Intervention de Karine Lacombe

Réunion du jeudi 25 juin 2020 à 10h30
Mission d'information sur l'impact, la gestion et les conséquences dans toutes ses dimensions de l'épidémie de coronavirus-covid 19 en france

Karine Lacombe, cheffe de service des maladies infectieuses à l'hôpital Saint-Antoine, à Paris :

L'âge médian des patients hospitalisés dans mon service était supérieur à 70 ans. Nous avons eu des personnes très âgées – 85, 90 voire plus de 90 ans. Nous n'avons refusé personne à l'hôpital en raison de son âge. Les EHPAD qui avaient besoin d'hospitaliser un patient ont pu le faire via les urgences. Je ne parle pas du choix qui a été fait dans certains EHPAD d'envoyer ou non leurs résidents à l'hôpital.
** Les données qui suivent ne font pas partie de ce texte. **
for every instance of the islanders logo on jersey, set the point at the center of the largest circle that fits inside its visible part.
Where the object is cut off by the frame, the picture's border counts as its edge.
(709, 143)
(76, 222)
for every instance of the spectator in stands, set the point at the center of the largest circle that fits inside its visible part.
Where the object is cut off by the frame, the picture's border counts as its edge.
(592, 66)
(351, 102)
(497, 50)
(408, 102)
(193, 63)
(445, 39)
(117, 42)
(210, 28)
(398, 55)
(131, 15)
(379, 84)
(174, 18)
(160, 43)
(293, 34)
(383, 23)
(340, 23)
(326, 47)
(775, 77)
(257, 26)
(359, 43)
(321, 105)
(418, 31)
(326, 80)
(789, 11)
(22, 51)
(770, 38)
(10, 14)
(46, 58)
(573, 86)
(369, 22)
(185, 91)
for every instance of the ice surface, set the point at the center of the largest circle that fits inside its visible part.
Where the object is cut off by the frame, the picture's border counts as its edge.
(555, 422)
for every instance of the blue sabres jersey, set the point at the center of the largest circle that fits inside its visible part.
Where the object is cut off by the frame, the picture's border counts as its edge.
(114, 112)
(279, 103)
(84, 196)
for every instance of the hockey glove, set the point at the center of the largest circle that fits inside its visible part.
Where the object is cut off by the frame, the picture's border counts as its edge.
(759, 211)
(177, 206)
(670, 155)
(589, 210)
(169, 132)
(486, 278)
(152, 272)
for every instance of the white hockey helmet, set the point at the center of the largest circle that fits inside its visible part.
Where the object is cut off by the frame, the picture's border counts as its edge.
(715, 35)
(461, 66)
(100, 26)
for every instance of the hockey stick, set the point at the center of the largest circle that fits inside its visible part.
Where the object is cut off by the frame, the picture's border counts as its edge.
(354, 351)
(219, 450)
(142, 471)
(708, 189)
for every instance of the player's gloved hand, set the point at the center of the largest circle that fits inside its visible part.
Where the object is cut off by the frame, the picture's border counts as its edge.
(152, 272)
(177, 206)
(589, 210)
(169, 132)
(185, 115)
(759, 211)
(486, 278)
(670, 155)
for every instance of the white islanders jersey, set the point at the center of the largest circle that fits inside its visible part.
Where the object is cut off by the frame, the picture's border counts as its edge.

De nombreuses personnes en EHPAD étaient très dépendantes pour tous les gestes de la vie quotidienne. Grabataires, elles bénéficiaient avant le covid-19 de soins optimaux dans leurs structures. Elles souffraient pour beaucoup de troubles cognitifs importants. Or ces personnes qui ont attrapé le covid-19, soit par leurs familles, soit par les soignants, n'ont probablement pas été amenées aux urgences. Leur qualité de vie était déjà détériorée, et il n'y avait aucun bénéfice à leur faire subir une arrivée aux urgences, une hospitalisation dans un secteur de médecine, etc. La douleur physique chez quelqu'un qui est grabataire et n'a plus de contact avec son entourage ne peut être mesurée, mais elle est probablement là. Les soins que l'on porte à une personne doivent toujours être proportionnés à son état.

Une grande discussion éthique s'est ouverte sur la question de savoir s'il fallait ou non un passage en réanimation. Tout passage en réanimation, indépendamment du covid-19, est une décision qui se prend en fonction de l'état du patient, du bénéfice qu'il peut en tirer, etc., avec les médecins qui s'en occupent, les réanimateurs, et la famille. Il n'y a pas eu à ma connaissance d'instruction formelle ni de décision informelle visant à ne pas faire passer de personnes âgées en réanimation, uniquement du fait de leur âge. Les décisions qui ont été prises – comme cela a été fait dans mon service – afin de ne pas envoyer certains patients en réanimation mais de leur faire bénéficier de soins palliatifs administrés par une équipe dédiée appuyée par une cellule éthique, l'ont été dans le cadre de discussions collégiales entre les médecins, les réanimateurs, les responsables de soins palliatifs, les patients – lorsqu'ils pouvaient exprimer leurs désirs – et les familles.

Un passage en réanimation, ce n'est pas simplement avoir un tube dans la trachée pour recevoir de l'oxygène. C'est un contexte extrêmement angoissant, qui demande des ressources physiques très importantes. Or une personne âgée très diminuée n'a pas les ressources métaboliques suffisantes pour faire face à un tel séjour. Par conséquent, plutôt que d'envoyer quelqu'un en réanimation pour qu'il soit intubé et ventilé dans des conditions d'angoisse extrême sachant que, dans près de 100 % des cas, il risque de décéder, il vaut probablement mieux lui apporter les soins de confort optimaux susceptibles d'être mobilisés dans une structure de soins palliatifs.